The second “any” is even more illuminating.  A vocation is any calling to serve God in any area of our lives.  Our vocation is not lived only solely through paid work, but through any of our significant relationships as children, siblings, grandchildren, spouses, friends, parents, coaches, volunteers, neighbors, and citizens.  All the ways we serve God, while strategically more or less important from the human perspective, are equal in God’s eyes.  What is important is that we dedicate ourselves to serving God in some area of our lives.     

While this way of thinking about vocation has been liberating for me, it is also a bit scary.  None of us can get off the hook when it comes to vocation; I think God has callings for each and everyone of us, and it is up to us to discern what those callings are and to act on them as God would want us to act.  We have no excuses, save human fallibility.  Vocation is something that I continue to pray about because it is something that I always seem to be falling short on, yet at the same time, I try to remind myself that it is something I can succeed at by doing something as simple as thanking a professor who has helped or being there to listen when a friend has a tough day.

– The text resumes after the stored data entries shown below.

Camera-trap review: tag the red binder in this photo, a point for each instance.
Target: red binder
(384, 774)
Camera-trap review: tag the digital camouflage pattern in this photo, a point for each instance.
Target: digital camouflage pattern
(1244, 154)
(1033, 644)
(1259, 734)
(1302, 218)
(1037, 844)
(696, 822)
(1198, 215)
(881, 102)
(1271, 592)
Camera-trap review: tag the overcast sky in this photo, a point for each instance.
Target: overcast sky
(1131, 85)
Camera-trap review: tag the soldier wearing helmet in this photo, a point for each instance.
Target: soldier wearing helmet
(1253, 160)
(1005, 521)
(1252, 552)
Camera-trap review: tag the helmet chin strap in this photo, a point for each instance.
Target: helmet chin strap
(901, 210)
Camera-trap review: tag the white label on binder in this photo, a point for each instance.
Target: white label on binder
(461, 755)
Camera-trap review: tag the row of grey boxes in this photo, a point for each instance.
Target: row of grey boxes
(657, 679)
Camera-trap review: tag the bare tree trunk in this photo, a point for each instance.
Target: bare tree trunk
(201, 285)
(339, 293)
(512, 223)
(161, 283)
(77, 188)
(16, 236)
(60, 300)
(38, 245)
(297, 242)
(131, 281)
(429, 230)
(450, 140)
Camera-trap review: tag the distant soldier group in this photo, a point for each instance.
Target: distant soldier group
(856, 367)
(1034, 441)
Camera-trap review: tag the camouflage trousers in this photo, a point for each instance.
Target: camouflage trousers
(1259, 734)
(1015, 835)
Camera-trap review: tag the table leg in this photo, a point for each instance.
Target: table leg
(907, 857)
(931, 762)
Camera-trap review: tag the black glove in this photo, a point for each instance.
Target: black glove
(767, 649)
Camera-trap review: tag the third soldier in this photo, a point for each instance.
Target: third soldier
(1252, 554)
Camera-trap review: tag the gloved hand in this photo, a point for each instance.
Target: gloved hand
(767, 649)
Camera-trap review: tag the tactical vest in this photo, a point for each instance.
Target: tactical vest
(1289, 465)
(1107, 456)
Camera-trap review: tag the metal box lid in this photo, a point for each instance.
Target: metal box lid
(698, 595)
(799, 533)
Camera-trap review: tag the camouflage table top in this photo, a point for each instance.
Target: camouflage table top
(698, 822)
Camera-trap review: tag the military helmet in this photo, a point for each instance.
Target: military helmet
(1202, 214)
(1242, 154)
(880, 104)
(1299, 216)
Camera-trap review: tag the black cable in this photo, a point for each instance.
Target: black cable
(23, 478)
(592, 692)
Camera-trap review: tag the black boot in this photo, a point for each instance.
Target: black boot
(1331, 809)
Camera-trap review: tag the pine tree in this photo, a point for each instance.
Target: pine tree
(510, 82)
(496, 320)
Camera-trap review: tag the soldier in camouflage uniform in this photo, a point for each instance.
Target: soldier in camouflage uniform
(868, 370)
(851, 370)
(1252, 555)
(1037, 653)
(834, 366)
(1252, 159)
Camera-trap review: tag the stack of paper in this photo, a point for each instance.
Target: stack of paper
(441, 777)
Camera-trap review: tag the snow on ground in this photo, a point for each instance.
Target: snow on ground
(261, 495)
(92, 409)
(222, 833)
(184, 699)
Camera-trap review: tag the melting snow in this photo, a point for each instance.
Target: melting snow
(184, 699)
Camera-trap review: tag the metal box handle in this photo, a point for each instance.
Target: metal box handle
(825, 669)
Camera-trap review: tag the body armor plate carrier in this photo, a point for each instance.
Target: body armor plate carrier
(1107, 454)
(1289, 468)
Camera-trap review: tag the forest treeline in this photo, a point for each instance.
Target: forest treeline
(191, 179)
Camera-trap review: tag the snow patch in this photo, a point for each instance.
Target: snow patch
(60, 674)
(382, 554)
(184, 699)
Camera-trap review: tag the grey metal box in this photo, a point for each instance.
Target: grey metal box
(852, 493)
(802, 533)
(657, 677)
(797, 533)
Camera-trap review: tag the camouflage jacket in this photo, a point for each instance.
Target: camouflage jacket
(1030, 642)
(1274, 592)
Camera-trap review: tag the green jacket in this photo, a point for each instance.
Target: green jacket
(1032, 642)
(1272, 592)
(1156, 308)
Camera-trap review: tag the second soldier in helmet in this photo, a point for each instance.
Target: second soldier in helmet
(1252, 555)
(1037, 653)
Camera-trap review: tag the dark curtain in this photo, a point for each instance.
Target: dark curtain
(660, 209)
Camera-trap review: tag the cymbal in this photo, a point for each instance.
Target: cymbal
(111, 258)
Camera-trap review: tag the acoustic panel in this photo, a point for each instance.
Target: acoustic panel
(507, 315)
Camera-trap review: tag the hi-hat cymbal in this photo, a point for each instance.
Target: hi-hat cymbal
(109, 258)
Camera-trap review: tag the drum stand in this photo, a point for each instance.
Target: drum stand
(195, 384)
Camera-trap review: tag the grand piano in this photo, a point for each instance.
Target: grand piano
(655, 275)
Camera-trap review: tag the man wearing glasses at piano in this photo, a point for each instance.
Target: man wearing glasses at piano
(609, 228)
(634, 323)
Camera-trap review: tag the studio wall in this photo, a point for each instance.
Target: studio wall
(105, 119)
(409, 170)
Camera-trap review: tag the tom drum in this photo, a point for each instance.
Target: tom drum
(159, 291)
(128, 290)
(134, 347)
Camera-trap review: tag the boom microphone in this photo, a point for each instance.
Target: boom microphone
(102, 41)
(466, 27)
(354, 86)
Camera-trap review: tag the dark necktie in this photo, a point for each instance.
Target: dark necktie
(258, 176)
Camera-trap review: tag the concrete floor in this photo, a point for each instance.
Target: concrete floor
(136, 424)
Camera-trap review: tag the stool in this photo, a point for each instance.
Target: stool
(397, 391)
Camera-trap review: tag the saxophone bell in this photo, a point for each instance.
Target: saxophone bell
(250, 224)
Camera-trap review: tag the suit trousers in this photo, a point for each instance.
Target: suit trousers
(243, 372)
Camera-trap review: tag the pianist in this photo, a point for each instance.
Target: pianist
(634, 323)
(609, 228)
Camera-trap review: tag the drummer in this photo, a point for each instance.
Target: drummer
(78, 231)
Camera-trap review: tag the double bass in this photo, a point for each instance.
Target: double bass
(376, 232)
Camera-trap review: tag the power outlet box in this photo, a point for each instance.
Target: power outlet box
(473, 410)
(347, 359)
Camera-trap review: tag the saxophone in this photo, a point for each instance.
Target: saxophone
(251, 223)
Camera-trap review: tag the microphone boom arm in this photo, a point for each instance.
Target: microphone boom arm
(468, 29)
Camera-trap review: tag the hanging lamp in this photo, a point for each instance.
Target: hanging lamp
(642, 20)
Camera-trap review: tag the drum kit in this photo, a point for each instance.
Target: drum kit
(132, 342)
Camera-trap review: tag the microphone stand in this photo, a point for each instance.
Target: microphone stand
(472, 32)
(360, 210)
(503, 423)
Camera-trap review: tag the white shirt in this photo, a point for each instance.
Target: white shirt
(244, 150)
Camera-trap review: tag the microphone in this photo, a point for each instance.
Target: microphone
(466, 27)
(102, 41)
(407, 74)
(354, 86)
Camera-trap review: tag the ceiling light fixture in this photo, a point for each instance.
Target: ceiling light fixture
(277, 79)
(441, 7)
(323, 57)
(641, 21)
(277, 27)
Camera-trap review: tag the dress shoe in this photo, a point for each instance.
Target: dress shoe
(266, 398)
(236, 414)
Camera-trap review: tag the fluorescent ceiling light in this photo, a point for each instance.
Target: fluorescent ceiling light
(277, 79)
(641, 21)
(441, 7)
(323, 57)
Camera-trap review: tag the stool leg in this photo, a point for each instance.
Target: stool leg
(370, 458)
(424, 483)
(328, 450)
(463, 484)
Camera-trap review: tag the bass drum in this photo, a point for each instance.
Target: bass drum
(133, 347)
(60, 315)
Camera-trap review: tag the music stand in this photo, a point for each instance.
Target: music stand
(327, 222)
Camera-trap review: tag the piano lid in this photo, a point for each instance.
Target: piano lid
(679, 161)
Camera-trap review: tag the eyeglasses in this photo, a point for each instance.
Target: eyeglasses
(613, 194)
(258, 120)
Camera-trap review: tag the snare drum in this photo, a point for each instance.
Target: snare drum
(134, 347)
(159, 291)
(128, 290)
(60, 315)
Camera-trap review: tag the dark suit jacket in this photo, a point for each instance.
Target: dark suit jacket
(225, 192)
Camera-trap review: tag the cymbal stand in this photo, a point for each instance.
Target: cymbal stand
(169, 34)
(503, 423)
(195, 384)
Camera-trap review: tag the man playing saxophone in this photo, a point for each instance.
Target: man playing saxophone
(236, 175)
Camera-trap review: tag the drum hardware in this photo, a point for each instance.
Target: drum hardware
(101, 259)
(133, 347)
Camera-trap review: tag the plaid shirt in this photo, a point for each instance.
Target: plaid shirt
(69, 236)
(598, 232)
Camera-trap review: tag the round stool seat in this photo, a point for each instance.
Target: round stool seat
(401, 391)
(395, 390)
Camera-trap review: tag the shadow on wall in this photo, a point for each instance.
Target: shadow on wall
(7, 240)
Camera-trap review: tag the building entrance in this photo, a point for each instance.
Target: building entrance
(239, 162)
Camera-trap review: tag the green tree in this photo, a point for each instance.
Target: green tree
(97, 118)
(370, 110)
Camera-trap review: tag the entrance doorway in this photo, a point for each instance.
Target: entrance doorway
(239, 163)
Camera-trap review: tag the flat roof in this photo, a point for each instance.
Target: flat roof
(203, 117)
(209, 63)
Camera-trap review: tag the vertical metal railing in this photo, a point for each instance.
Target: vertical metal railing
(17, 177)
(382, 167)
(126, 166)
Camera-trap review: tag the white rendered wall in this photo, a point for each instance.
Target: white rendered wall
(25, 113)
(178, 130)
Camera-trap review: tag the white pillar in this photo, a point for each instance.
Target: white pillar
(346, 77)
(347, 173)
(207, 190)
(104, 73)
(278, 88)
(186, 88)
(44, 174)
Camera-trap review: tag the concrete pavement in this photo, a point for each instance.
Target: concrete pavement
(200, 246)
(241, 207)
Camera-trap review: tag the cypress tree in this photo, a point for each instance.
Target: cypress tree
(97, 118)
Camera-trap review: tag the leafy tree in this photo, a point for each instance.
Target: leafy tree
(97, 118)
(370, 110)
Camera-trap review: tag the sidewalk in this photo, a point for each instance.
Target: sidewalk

So as I pack my spiritual trunk to leave St. Olaf, I do so thankful for the new additions I will take with me.  I take with me a stronger faith that was fostered by being among those who are from different faith traditions than I am, a confidence that there will be future times of spiritual hardship and an equal confidence that I will emerge stronger on the other side, an incredible interest in and respect for other denomination and religions, and an understanding of vocation that I hope will inform my work as a middle school religion teacher next year, my future jobs, and my relationships with the many wonderful people who I am blessed enough to consider a part of my life.  I hope that all of you have gained from your experience here on this campus spiritual gifts to put in your trunk and that you will use them and teach others about them throughout your lives.  God bless you all.